My next question for Sebastien was when the best time to ask for help would be. “Hmmm, it really depends," said Sebastien, "we have members and mentors from the US west coast, and even Hawaii, to Australia and New Zealand.”  “Lets put it this way, I've never been online and not have had at least a dozen of members online at the same time.”

The next question was, “Is there such a thing as exchanging emails with other members or/and mentors so they can continue to receive the help they need when they are not on Second Life?”  Sebastien's response was, “No, but that segues nicely into something I wanted to share with you and your readers," said Sebastien, "We have started embracing social media. We are now on FaceBook, Flickr, and we have our own Discord server. Are you familiar with Discord? ...  It is called Survivors of Suicide. We have a discord button in the entrance hall of the main SOS building long with a button for our website, FaceBook page, and Flickr.”

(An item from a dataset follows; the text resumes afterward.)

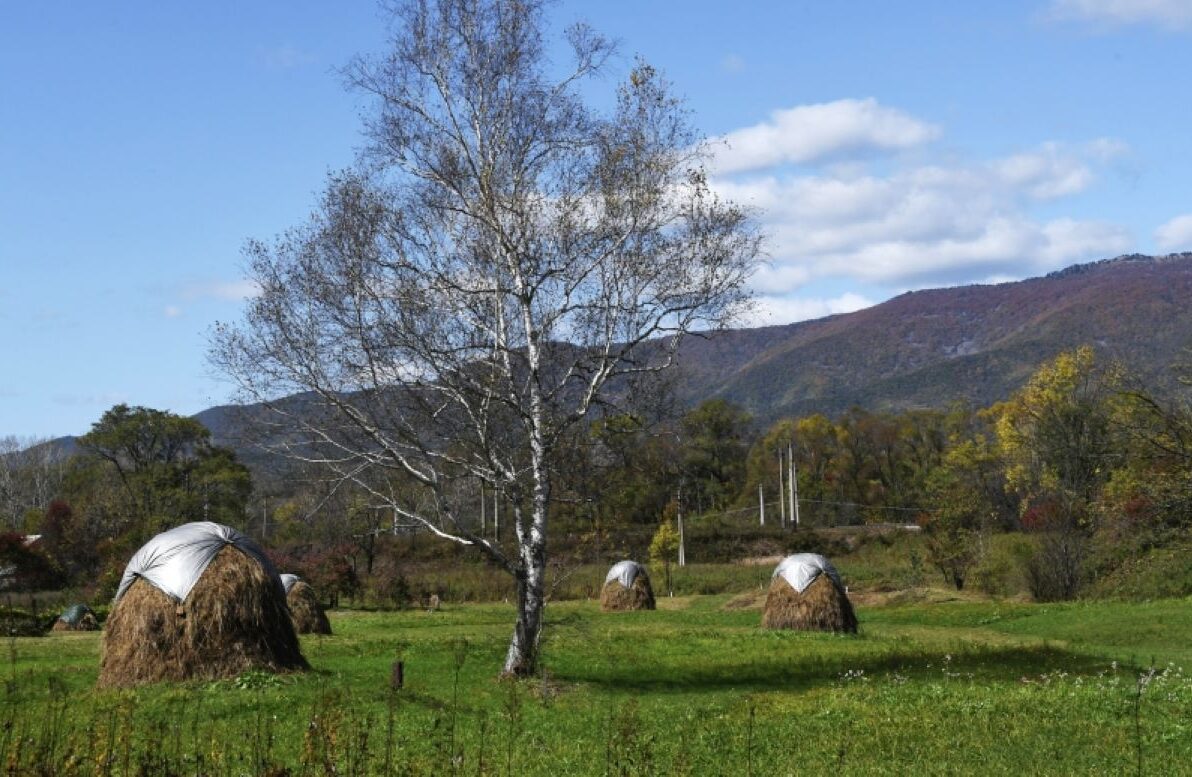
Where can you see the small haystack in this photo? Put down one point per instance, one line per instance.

“I'm excited that we are now able to reach out to our members even when they aren't in Second Life,” Sebastien said, “It was really nice to see all the people that came to visit us during the event, we have over 3000 people come through, and I spoke with over one hundred of them, and everyone had stories of either themselves or people they knew who has gone through very difficult times.  We are going strong into the future, with a new club house, more meetings and activities than before, and that we are here to stay.”

As the interview came to a close, Sebastien said, “My main goal for 2019 is to grow the membership of SOS, I realized just how many people who needs us, or could benefit from us, but don't know we exist. So that is the main objective, and any publicity we can get is fantastic!”

The interview came to a close and I have a good feeling about the future of Survivors of Suicide.  As Sebastien said, they are here to stay. As a member of SOS, I look forward to many days with the group.  SOS is an excellent group, and they are helping people out in need.